The vascular lesions in IPCV lie within the choroid and usually
are located in the peripapillary area. They can vary in size and often have
tubular or polypoidal components. Often, these can be visible on fluorescein
angiography; they pool with fluorescein but do not leak. Progression tends to
occur based on enlargement of a focal process, rather than confluency of
multicentric lesions. When a cluster of aneurysmal polypoidal vessels develops
beneath a PED, it will appear as a reddish-orange subretinal mass.
Choroidal
neovascularization in AMD is associated with drusen, and tends to grow from the
choroid into the sub-RPE space. The vessels lack the polypoidal components you
see with IPCV and tend to locate more in the macular or paramacular region.
Fluorescein angiography exhibits this as late leakage of the dye.
Management
What
is the best management of IPCV? We still don't understand the natural
course of this disorder. For some patients who develop vision loss as a result
of sersosanguineous detachments of the RPE and neurosensory retina, laser
photocoagulation to the vessels has been successful. However, that success
depends upon the extent and location of the IPCV.
A newer treatment that has received
considerable attention for the treatment of CNVM associated with AMD is
photodynamic therapy (PDT). PDT may be an ideal treatment for IPCV because the
drug verteporfin has an affinity for vascular lesions.
In PDT, a non-thermal laser
activates a dye (verteporfin) that collects within the vascular channels,
resulting in platelet activation and subsequent thrombosis and occlusion of the
polypoidal choroidal vessels within the treated area.
This treatment has not been studied
extensively in IPCV; however, it may preserve or restore vision in these
patients better than laser photocoagulation does.
Unfortunately for our patient, PDT
was not an option because the FDA had not yet approved the treatment when we
saw her. u
- Yannuzzi LA. Idiopathic polypoidal
choroidal vasculopathy.

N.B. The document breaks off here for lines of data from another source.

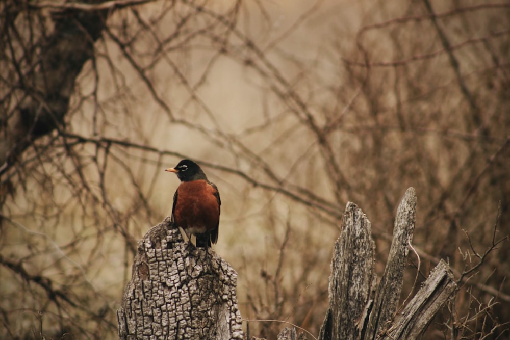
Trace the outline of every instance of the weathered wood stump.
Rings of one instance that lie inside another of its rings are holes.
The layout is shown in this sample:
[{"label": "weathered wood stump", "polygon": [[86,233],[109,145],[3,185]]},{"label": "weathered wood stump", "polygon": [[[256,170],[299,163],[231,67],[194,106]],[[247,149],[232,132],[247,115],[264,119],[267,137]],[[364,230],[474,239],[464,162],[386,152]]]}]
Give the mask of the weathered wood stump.
[{"label": "weathered wood stump", "polygon": [[[377,284],[371,224],[347,204],[335,244],[329,306],[319,340],[413,339],[421,335],[456,289],[444,261],[401,310],[398,303],[415,226],[416,196],[407,189],[399,205],[386,267]],[[124,339],[242,339],[237,274],[212,249],[190,247],[167,218],[138,243],[133,277],[117,311]],[[305,339],[295,328],[282,340]]]},{"label": "weathered wood stump", "polygon": [[451,269],[442,261],[397,312],[416,206],[415,190],[410,188],[398,207],[386,267],[376,287],[370,222],[355,204],[347,203],[335,245],[329,307],[319,340],[415,339],[451,298],[456,284]]},{"label": "weathered wood stump", "polygon": [[138,242],[117,311],[120,339],[243,339],[237,273],[190,247],[169,218]]}]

Presented at the Macula Society Meeting; February 5,
1982; Miami.
- Moorthy RS, Lyon AT, Rabb MF, et
al. Idiopathic polypoidal choroidal vasculopathy of the macula. Ophthalmology
1998;105:1380-1385.
- Yannuzzi LA, Wong DW, Sforzolini
BS, et al. Polypoidal choroidal vasculopathy and neovascularized age-related
macular degeneration. Arch Ophthalmol 1999;117(11):1503-1510.
- Yannuzzi LA, Ciardella A, Spaide
RF, et al. The expanding clinical spectrum of idiopathic polypoidal choroidal
vasculopathy. Arch Ophthalmol 1997;115:478-485.